'LA MADUREZ DRAMÁTICA DE JUAN CUETO-ROIG'
Por Ignacio Granados, Revista electrónica El submarino amarillo
Número III
Lunes, 06 de abril de 2009

Veintiún cuentos concisos, de Juan Cuento Roig, ofrece la excelencia a que nos tiene acostumbrados este autor deslumbrante; pero hay algo más, como una sequedad, que habla de su evolución como escritor. Del libro como libro, objeto, puede decirse que aunque el diseño pasa de sobrio para caer en el "minimalismo miamense", no deja de ser un cofre de maderas preciosas; desde el papel de hilo hasta el suave patinado de la cubierta, pasando por la hermosa redondez de la tipografía, que comúnmente es objeto de pecado. También, como buen cofre, guarda la espesa joyería de un autor conciso.

Un error, quizás -y no es seguro-, los exergos de entrada, justificando innecesariamente el valor de los cuentos breves; pero ese es un desliz de editor, no de escritor, que no hay que culpar al rosal por los descuidos del jardinero, responsable de la poda concienzuda. Eso sí, una vez traspasado el umbral, prepárese el lector para lo no visto ni degustado casi nunca en estas latitudes; porque, aunque anclado aún en lo mejor del absurdo aparente, aquí el humor es un poco más dramático y corrosivo, como se dijo, seco. No es que se trate de humor negro, que el autor siempre lo ha manejado con soltura y gracia; es precisamente el regusto amargo que impone en cada sonrisa, que ya no franca carcajada.

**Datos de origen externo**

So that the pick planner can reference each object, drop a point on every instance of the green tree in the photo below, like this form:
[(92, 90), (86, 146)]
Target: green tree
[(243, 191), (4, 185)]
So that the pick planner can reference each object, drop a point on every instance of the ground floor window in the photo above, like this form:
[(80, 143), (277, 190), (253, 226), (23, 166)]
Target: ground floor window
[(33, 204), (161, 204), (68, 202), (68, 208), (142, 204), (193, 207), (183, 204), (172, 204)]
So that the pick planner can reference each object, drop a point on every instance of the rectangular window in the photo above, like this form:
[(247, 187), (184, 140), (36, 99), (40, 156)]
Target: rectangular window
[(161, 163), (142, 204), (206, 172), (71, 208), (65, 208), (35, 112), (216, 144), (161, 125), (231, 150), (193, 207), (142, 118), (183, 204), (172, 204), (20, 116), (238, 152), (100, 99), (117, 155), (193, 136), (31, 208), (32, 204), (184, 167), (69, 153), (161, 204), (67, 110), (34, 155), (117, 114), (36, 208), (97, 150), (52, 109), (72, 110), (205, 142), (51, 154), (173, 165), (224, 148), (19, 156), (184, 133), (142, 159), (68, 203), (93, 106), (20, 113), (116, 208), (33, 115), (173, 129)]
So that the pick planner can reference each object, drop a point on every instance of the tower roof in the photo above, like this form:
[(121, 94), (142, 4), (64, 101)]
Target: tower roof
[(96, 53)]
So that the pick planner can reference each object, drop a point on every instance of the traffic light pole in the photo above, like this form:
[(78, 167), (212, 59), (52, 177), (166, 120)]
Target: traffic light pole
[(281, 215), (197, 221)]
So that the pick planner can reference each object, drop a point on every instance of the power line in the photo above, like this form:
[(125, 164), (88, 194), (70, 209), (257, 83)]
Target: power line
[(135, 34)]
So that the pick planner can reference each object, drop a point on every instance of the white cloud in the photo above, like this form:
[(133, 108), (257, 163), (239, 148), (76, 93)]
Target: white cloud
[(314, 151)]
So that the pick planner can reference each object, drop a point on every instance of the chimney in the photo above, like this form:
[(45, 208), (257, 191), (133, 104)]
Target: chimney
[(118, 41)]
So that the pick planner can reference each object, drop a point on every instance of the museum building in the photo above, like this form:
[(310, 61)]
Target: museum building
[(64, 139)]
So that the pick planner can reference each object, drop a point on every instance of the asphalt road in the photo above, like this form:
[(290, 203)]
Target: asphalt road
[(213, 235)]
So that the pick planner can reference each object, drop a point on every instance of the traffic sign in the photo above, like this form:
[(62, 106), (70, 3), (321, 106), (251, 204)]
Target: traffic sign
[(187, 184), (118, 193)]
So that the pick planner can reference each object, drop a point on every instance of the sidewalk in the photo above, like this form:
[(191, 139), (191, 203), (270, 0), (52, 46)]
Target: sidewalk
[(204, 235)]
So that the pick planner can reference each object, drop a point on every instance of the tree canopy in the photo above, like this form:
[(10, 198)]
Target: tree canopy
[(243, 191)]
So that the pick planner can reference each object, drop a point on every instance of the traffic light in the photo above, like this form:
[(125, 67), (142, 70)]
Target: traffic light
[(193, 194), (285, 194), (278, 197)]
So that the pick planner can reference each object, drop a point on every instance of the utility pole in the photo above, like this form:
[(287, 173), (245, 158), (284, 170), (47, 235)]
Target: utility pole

Está claro que aquí la intención es otra, no ya la simple y socarrona burla; sino que hay una especie de dolor profundo y existencial, a eso es a lo que se alude cuando se trata de madurez dramática. Está claro también, con este libro, que Cueto es escritor de vastísimos recursos; a pesar de su recurrencia formal con la viñeta, sostiene con pulso firme el gobierno sobre el lector; sin repetirse, como la araña que teje una asombrosa filigrana, y después de maravillarnos con una perla negra nos escarcha un escarabajo de oro en una simple vuelta de sus agujetas. Eso sí, también, no espere jamás un respiradero; tendrá en cambio, el lector, una desazón con la que el autor logra inocularle un poco de desencanto y amargura; pero sobre todo, ¡qué excelencia, Dios mío!